Joshua Tree, more than 792,000 acres of national park nestled between Palm Springs to the south and the town of Joshua Tree to the north, will remain open during the shutdown but its popular campgrounds will close at noon Wednesday, according to the National Park Service.
“The park is being forced to take this action for health and safety concerns as vault toilets reach capacity,” the park service said.
“In addition to human waste in public areas, driving off-road and other infractions that damage the resource are becoming a problem.”
The National Park Service also said the shutdown prevented it from making staff available to “provide guidance, assistance, maintenance, or emergency response.”
“Any entry onto NPS property during this period of federal government shutdown is at the visitor’s sole risk,” the park service said this week.
Trash collection has stopped along with road and walkway maintenance.
Rattlesnake Canyon will close to reduce the number of search and rescue events for rangers already spread thin because of the shutdown, the park service said.
The shutdown has also left a stinking mess at Yosemite National Park in the Sierra Nevada mountain range in eastern California.
Yosemite, the nation’s third most-visited national park, remains open but various campgrounds, as well as snow play areas, are “closed due to human waste issues and lack of staffing,” according to its website.
On the Yosemite Twitter account on Sunday, officials said a “lack of the restrooms and resulting impacts from human waste” forced the closure of the campgrounds.
“People entering closed areas are being cited,” the tweet said.
The visitor center and museum at Yosemite are closed and emergency response times may increase during the shutdown.
Kristen Brengel, vice president of government affairs for the National Parks Conservation Association, said the shutdown not only hurts the parks but also surrounding communities that rely on an estimated $18 million a day from tourism.
“It’s really a big deal for Joshua Tree,” she said of the campground closings. “This is a very popular season for people that come there.”
Brengel said staff shortages had created a sense of “lawlessness” in the parks.
“People are bringing in dogs and drones and there are instances where people aren’t following the rules and it is not good for the wildlife and the environment,” she said.
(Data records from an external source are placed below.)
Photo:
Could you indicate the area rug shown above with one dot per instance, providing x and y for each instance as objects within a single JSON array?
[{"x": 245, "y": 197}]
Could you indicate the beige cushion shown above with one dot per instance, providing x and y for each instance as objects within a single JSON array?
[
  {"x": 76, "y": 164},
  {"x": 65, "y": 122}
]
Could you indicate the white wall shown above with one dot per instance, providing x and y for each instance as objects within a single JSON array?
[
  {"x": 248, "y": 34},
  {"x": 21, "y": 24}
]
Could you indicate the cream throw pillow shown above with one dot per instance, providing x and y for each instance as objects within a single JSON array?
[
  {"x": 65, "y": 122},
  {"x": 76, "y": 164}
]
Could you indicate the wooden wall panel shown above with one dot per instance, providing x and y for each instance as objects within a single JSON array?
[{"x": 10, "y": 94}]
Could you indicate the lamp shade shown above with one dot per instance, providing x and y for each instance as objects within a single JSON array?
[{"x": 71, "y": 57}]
Joshua Tree Superintendent David Smith, in a statement, thanked the “local businesses, volunteer groups, and tribal members” who have stepped up to collect trash and maintain grounds during the shutdown.
“This is a reflection on their efforts and the park is very fortunate to have a community that exhibits the kind of care and concern witnessed over the last week,” he said.
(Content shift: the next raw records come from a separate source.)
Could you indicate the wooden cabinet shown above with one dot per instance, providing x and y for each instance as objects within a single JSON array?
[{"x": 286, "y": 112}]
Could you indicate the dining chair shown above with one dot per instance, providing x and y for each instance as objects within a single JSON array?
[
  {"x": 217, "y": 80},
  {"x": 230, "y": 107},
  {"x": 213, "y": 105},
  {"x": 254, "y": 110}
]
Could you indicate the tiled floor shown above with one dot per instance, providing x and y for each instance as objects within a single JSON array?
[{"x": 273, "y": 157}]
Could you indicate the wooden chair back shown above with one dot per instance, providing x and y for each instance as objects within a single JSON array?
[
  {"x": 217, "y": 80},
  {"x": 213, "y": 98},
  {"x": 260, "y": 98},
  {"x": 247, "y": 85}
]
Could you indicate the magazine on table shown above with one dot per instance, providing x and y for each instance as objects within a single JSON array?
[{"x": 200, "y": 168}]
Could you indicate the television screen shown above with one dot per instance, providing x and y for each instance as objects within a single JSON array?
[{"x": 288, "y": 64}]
David Lamfrom, director of the California Desert and National Wildlife Programs of the National Parks Conservation Association, said the volunteer efforts can’t supplant the work of the park service.
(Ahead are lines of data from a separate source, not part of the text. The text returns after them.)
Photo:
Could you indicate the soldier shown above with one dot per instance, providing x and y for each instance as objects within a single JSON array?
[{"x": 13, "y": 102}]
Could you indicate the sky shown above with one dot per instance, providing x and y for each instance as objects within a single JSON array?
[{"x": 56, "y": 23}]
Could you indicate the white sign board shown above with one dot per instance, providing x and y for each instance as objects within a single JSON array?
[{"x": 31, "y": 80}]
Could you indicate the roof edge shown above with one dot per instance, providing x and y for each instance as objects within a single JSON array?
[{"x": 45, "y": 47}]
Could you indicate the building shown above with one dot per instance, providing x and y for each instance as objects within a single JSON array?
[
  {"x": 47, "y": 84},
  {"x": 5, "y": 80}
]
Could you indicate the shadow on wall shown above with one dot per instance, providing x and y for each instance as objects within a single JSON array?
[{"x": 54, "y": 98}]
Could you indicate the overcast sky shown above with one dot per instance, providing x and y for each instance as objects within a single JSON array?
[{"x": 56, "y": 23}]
“People are walking off trails, bringing their dogs,” he said. “People are trampling and destroying the things they want to preserve without knowing it. … People are camping where they want or showing up really early or late at certain watering holes so animals like bighorn sheep won’t come down to drink.”
Key parts of the federal government have been impacted by the December 22 shutdown, including the departments of Homeland Security, Justice, Interior, State and Housing and Urban Development.
The shutdown began after President Donald Trump was unwilling to back down from his demand for $5 billion for his long-promised border wall. The figure was a nonstarter for Democrats, leaving Congress at an impasse.